ブータン政府は、「Gelephu Mindfulness City(GMC)」の長期的発展を支援するため、最大1万BTCを拠出することを正式に確約した。
現在の市場価格で約8億6000万ドルから10億ドル(約1341億6000万円から1560億円)に相当する規模となる。
この割り当ては、新たに発表された「Bitcoin Development Pledge(ビットコイン開発誓約)」の一環として行われる。
国家が保有するビットコインの一部を、南部にある特別行政区のために振り向ける方針だ。
同国は、この資金を即座に売却して消費するのではなく、長期的な資本保全を重視すると強調している。
インフラ開発の資金調達手段として、担保付き融資や財務戦略などを検討し、ビットコインの価格上昇益を享受できる体制を維持する。
持続可能な経済ハブの構築へ
ブータン南部に位置するGMCは2024年に発足し、国土の約10%にあたる約1544平方マイルの広さを有する。
インド国境に近く、金融、技術、グリーンエネルギー、医療、農業などの経済ハブとして設計されている。
このプロジェクトは、水力発電と観光という従来の産業以外への多角化を目指す戦略的な取り組みだ。
持続可能性と社会的幸福を重視する同国の開発哲学とも合致しており、新たな経済の柱となることが期待されている。
ブータンのビットコイン保有量は、2019年から2020年頃に開始された国営マイニング事業に由来するものだ。
余剰の水力発電エネルギーを利用し、環境負荷を増やさずに再生可能エネルギーをデジタル資産へと変換してきた。

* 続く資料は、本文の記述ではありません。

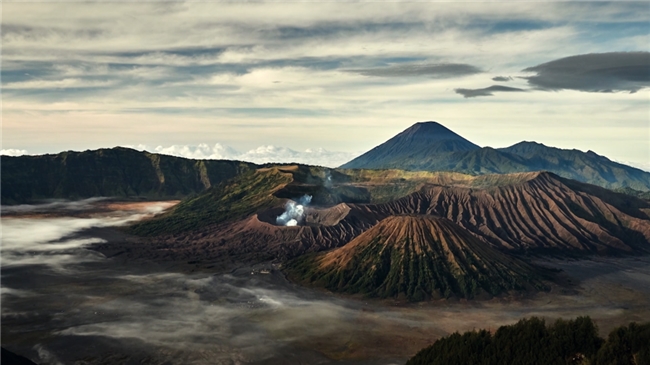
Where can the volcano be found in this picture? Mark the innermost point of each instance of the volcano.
(416, 142)
(417, 257)
(429, 146)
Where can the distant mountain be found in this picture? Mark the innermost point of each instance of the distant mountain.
(429, 146)
(116, 172)
(414, 144)
(535, 213)
(417, 257)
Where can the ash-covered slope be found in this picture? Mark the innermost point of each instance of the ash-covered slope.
(537, 211)
(418, 142)
(416, 257)
(429, 146)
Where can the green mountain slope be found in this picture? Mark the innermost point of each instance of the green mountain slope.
(116, 172)
(533, 341)
(230, 200)
(432, 147)
(414, 144)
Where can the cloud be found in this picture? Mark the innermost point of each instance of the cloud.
(202, 151)
(259, 155)
(502, 78)
(12, 152)
(472, 93)
(594, 72)
(442, 70)
(54, 242)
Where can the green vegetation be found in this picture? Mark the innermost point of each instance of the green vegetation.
(231, 200)
(532, 341)
(116, 172)
(432, 147)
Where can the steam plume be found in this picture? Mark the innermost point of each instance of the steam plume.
(293, 212)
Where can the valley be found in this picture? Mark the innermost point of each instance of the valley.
(57, 292)
(226, 262)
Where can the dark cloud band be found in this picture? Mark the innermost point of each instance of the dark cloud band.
(595, 72)
(502, 78)
(488, 91)
(441, 70)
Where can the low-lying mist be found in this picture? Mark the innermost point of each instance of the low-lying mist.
(63, 303)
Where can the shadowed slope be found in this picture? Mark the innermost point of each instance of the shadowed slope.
(116, 172)
(416, 257)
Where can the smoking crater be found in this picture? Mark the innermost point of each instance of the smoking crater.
(294, 212)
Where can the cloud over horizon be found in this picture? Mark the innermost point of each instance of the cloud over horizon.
(442, 70)
(340, 76)
(594, 72)
(488, 91)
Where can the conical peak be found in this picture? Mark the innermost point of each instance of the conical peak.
(430, 129)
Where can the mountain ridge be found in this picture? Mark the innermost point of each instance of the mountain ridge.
(417, 257)
(589, 167)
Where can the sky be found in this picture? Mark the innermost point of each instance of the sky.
(323, 82)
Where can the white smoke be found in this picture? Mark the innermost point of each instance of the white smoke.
(293, 212)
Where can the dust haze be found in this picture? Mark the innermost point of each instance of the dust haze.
(63, 303)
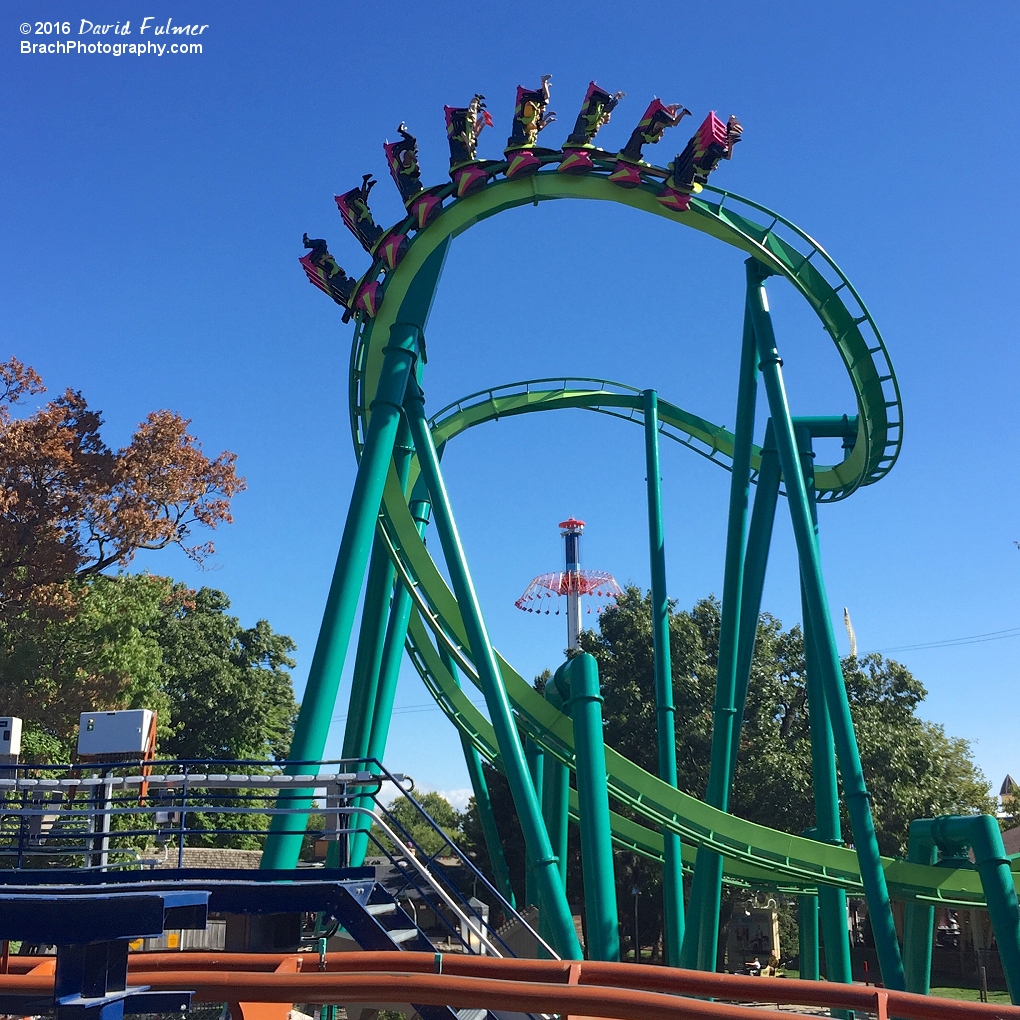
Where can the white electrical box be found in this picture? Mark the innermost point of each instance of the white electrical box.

このように、国家レベルでビットコインマイニングに取り組む事例は世界的に見ても先進的だ。
国家戦略としてのデジタル資産活用
政府関係者は、ビットコインの活用について「強力なガバナンスと慎重さ」をもって行うと述べている。資本の保全、適切な監督、透明性を重視し、数ヶ月以内に具体的な実施メカニズムを決定する予定だ。
今回の発表は、12月初旬に公表されたCumberland DRWとの提携に続く動きである。
この提携は、ビットコイン準備金の管理や持続可能なマイニングの拡大、ステーブルコインを含むデジタル資産インフラの開発に焦点を当てている。
ジグミ・ケサル・ナムゲル・ワンチュク国王は、GMCを若者の国外流出などの課題に対する解決策と位置づけている。高付加価値の雇用を創出し、国民全体がプロジェクトの成功を分かち合うことを目指す。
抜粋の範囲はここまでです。